Человеку нового времени она чужда и непонятна. Даже специалисты
литературоведы обычно говорят, что она "не поэзия". Следовало бы, однако,
сказать "не поэзия в современном смысле слова". Дело в том, что людей
древнеисландского общества она, несомненно, вполне удовлетворяла, и никакой
другой поэзии им не было нужно (эддическая поэзия ценилась скорее ради
содержащихся в ней мифов и сказаний, а не как поэзия). Поэзия скальдов была как
бы зашифровкой того или иного сообщения посредством шифра, настолько
замысловатого и вычурного, что сутью этой поэзии было не само сообщение, а только
его расшифровка. В современных изданиях скальдические стихи всегда
сопровождаются пересказом их в прозе. Иначе их понять невозможно. Скальдическая
зашифровка состояла не только в использовании вычурных и замысловатых кеннингов
и бесчисленных хейти, но и в соблюдении очень строгого размера, т. е. определенного
количества слогов и строк и очень трудного узора внутренних рифм и аллитераций
(начальных рифм), а также в переплетении предложений и словосочетаний, т. е. в
применении совершенно противоестественного порядка слов.

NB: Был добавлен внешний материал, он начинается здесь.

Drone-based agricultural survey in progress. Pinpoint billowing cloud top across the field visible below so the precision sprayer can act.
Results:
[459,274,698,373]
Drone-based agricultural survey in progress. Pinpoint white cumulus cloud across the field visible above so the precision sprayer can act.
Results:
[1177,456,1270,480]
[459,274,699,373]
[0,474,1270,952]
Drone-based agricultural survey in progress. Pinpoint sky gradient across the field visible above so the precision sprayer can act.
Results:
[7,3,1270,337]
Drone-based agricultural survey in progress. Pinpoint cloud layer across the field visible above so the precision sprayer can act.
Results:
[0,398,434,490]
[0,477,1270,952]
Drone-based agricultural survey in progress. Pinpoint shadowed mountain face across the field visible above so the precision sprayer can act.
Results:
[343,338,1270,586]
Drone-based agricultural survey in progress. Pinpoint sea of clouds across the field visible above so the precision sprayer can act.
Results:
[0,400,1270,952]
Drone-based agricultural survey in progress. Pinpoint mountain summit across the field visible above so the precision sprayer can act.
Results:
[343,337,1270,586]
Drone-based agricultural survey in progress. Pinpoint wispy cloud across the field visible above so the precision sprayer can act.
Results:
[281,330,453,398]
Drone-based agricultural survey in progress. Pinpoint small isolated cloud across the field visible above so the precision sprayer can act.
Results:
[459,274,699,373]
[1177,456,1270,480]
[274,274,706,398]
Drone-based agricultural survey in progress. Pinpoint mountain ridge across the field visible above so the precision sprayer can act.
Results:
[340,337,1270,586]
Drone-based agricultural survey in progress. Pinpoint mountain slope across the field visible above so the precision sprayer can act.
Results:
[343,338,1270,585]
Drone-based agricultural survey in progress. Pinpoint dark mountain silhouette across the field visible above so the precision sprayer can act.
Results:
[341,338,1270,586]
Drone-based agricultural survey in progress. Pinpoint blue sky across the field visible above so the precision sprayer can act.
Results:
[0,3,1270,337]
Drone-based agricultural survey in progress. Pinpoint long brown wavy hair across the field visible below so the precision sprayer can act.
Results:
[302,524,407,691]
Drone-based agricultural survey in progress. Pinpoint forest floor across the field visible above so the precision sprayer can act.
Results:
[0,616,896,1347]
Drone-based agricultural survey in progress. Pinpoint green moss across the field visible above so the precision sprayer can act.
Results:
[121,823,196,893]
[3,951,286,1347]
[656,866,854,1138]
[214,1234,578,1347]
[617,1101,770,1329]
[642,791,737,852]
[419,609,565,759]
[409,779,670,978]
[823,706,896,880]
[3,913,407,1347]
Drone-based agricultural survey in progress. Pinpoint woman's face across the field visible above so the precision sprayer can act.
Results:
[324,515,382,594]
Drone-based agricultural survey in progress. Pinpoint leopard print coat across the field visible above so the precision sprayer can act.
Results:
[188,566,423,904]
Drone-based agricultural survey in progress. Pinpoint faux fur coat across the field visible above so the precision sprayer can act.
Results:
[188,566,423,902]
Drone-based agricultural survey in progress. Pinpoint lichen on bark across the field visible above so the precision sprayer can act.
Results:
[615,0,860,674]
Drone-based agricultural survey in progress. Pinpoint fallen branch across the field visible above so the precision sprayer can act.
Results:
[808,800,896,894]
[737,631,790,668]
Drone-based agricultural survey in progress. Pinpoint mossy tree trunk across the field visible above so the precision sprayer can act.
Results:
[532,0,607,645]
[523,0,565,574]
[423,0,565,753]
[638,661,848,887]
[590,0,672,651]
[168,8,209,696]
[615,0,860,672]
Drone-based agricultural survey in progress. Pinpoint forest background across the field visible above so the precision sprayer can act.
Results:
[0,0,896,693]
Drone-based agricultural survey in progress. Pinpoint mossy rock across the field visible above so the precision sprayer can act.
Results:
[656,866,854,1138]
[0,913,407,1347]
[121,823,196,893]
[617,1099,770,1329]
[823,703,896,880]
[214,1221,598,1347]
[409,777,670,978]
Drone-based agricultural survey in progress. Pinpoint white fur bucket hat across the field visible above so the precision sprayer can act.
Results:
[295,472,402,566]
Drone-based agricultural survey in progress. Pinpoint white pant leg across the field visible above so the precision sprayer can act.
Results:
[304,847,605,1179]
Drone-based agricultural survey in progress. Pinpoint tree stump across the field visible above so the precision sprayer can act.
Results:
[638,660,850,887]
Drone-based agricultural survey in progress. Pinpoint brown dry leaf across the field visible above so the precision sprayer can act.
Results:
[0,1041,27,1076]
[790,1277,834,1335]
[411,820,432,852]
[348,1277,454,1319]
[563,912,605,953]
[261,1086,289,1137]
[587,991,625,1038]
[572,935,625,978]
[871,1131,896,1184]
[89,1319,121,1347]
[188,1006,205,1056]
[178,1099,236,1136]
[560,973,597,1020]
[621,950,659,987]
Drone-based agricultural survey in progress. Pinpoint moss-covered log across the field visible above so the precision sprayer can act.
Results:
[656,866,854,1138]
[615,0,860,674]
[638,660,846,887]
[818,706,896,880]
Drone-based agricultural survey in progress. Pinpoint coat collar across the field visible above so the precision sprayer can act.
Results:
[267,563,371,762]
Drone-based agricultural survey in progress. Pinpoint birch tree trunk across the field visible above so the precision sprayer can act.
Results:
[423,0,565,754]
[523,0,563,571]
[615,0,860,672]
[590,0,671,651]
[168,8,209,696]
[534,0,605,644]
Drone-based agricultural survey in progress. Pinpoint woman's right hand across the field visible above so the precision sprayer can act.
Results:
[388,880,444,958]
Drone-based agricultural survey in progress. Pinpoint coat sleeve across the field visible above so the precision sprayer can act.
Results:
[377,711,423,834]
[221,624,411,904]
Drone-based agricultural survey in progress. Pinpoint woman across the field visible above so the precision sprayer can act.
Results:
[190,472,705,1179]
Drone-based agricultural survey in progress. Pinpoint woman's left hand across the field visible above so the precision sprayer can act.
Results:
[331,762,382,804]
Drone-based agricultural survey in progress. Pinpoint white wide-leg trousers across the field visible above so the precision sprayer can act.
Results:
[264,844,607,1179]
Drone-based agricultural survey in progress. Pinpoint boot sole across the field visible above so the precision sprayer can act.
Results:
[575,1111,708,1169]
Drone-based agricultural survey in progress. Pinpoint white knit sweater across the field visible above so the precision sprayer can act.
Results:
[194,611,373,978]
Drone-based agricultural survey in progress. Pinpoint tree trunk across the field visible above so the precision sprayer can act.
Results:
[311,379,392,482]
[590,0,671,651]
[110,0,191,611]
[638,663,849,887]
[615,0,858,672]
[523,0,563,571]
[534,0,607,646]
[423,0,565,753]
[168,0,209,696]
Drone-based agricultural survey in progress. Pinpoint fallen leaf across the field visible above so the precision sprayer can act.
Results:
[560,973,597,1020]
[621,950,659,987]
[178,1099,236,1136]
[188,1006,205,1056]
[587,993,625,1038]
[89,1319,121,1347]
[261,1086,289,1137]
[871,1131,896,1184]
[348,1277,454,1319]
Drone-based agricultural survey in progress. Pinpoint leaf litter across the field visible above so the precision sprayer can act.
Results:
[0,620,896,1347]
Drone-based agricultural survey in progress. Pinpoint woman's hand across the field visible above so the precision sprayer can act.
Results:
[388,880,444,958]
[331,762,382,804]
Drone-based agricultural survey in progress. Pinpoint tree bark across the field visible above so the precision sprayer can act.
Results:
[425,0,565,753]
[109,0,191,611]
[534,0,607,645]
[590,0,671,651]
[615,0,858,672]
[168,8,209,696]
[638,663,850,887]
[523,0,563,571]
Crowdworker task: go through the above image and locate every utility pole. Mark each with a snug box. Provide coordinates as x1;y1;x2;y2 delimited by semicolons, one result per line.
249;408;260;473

В силу всего этого невозможно даже приблизительно передать в переводе форму


скальдических стихов. В "Языке поэзии" приводятся примеры из 70 скальдов IX-XIII
вв. Неясно, были ли эти примеры уже в оригинале, или они – позднейшая вставка. Как
правило, это фрагменты, содержание которых крайне скудно и вне произведения, из
которого они взяты, вообще непонятно.

"Перечень размеров", последняя часть "Младшей Эдды",... основное содержание


этой части – скальдические стихи, но приводятся они ради их формы, а форма эта
непереводима. Часть эта представляет интерес, но, конечно, не в переводе, для
историков метрики и языка. "Перечень размеров" содержит 102 висы (строфы),
каждая из которых должна иллюстрировать новый размер. Снорри, однако,
подразумевает под "размерами" не только метрические разновидности стиха, т. е. его
разновидности, обусловленные различной расстановкой аллитерации или внутренних
рифм, количеством слогов в строке и т. д., но и различные стилистические приемы –
употребление тех или иных кеннингов, расположение предложений в строфе и т. п.
Смешение метрических явлений со стилистическими, своего рода, синкретизм
стихотворной формы и языкового стиля, вообще характерен для средневековой
поэтики и особенно для поэзии скальдов: языковой стиль в ней обычно различен в
различных размерах. Снорри начинает с "дротткветта", наиболее сложного
скальдического размера (пять шестых того, что сохранилось от поэзии скальдов,
сочинено дротткветтом), и посвящает этому размеру первые 68 вис, иллюстрируя
сначала его стилистические, а потом его метрические разновидности, переходит за тем
к более простым и кончает самыми простыми размерами, теми, которые характерны
для песен "Старшей Эдды".

В своем "Перечне размеров" Снорри проявляет необычайную виртуозность. Ему


удается не только проиллюстрировать массу метрических и стилистических
явлений, но и связать все свои иллюстрации по содержанию: все они вместе
образуют хвалебную песнь в честь норвежских правителей – короля Хакона и
ярла Скули. Сначала прославляется Хакон, затем Скули, потом снова Хакон и
наконец оба вместе. Такой трюк оказался возможным потому, что содержание
скальдических хвалебных песен вообще крайне трафаретно: повторяется все то
же о щедрости, могуществе и храбрости правителя и все так же описываются
битвы. Поэтому, хотя в ряде случаев Снорри имеет в виду, по видимому, какие-то
конкретные события из истории правления Хакона и Скули, содержание его
хвалебной песни очень скудно и целиком подчинено чисто формальной задаче –
дать иллюстрации стихотворных размеров и стилистических приемов. В конце
своей хвалебной песни Снорри говорит, что она "будет жить всегда, пока не
прекратится людской род, и не погибнут миры". Но по иронии судьбы именно эта
часть его книги оказалась наименее долговечной.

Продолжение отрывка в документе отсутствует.